Jean Hannah Edelstein 

My IVF life: the science experiment to make a baby – from a partner’s view

E, Jean Hannah Edelstein’s husband, explains his side of IVF treatment, from the sperm analysis to the importance of patience
  
  

‘We focused on what we have to do for the route that works for us. And hopefully everything will turn out the way we want it to.’
‘We focused on what we have to do for the route that works for us. And hopefully everything will turn out the way we want it to.’ Illustration: Rosie Roberts

What’s it like to be the partner of someone going through IVF treatment? This week, I sat down to discuss the experience with my husband, E. Like me, E is in his mid-30s and has never had kids before. Here’s what he told me.

We discussed IVF very early in our relationship – it’s been with us basically from the beginning. On our first date we talked about cancer in our families – I lost my mom about a year before you lost your dad, you told me about Lynch syndrome – and we talked about having kids. So we must have talked about it, too. We all get to places in different ways. So, if having kids couldn’t work for you the old-fashioned way, it made sense that we’d take a different route.

I didn’t feel at all panicked when we got started with IVF. I was excited. I told my friends and family that it was exciting news, whereas you sometimes worried that people would judge us for it. You’re doing a science experiment that makes your own baby; it’s kind of cool. In some ways it was more straightforward than doing it naturally, in that we didn’t have to wait every month to see if you were going to get pregnant. We didn’t have to think about timing or rhythm, we didn’t have to deal with the disappointment of you getting your period. To an extent, we were lucky to avoid that stage of the process.

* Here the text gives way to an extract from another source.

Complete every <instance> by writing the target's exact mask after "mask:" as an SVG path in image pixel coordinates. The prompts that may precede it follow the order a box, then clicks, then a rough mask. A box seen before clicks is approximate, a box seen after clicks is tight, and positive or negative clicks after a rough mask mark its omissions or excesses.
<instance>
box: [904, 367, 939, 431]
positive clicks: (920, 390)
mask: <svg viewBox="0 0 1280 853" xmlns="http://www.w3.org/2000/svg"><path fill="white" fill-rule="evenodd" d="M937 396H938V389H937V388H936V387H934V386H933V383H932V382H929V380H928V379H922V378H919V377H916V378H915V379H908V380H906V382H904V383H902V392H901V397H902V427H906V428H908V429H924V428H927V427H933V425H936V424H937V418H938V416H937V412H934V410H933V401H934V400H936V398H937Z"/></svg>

I wasn’t too worried when I went for my sperm analysis at the hospital. First, they give you a little plastic cup. They take you into a room where they show you where the pornographic materials are. In this room it was an assortment of magazines with “barely legal” themes and an Apple TV with videos that mostly had words like “spunk” in the title.

I thought that was weird. Who selects the materials?

The room also has a Lay-Z-Boy recliner of indeterminate age, and on top of the recliner is something that looks like a giant dentist bib for you to sit on. I’ve never done that before. It wasn’t my ideal scenario for creating new life.

Anyway, you do your thing, and there’s a small window the size of a dog door, but at eye level. You open the door and put your specimen in, and then as soon as you close the door you hear a person on the other side opening another door and taking the specimen out. I don’t think that’s the same person who selects the pornography.

My results didn’t surprise me: I had a normal sperm count, but I also had a slightly above-average number of abnormal sperm, which made sense because I consider myself a little weird. I thought the genetic testing was interesting. I’m not going to do 23andMe or a similar test, because I’m worried about them selling my data, so I liked learning those things about myself in an environment where I knew they wouldn’t be using my DNA to start a clone war.

When it came to the injections: you seemed to have a lot of anxiety because you didn’t know what was going to happen, so you were a little scared, and you also told me at first that you felt it was something that you had to do on your own. I would have been OK with that, but I was also very happy when the time came around and you asked me to help, because I wanted to be part of it. I didn’t mind the disruption to our life – if you needed me to be home because we had to do the injections at a very specific time, I was happy to be home. To be honest, the only thing I’m still upset about is the shelf. I really wanted to build that shelf, and we still don’t have it.

When our results weren’t great in the first round, you were worried. You were talking about not doing it again, but we thought through it and decided to persist. The second round was definitely harder for you. I didn’t have to do much more, you just felt much worse from the extra hormones.

Because we’d only been together for a relatively short amount of time, a lot of things came up in our relationship in the IVF process that hadn’t before. We had to discuss a lot of personal things that we hadn’t before discussed – some of them very intimate, bordering on gross. Our patience with each other hadn’t been tried this much in our relationship before. But this also taught us that we can get through stuff together. We focused on what we have to do for the route that works for us. And hopefully everything will turn out the way we want it to.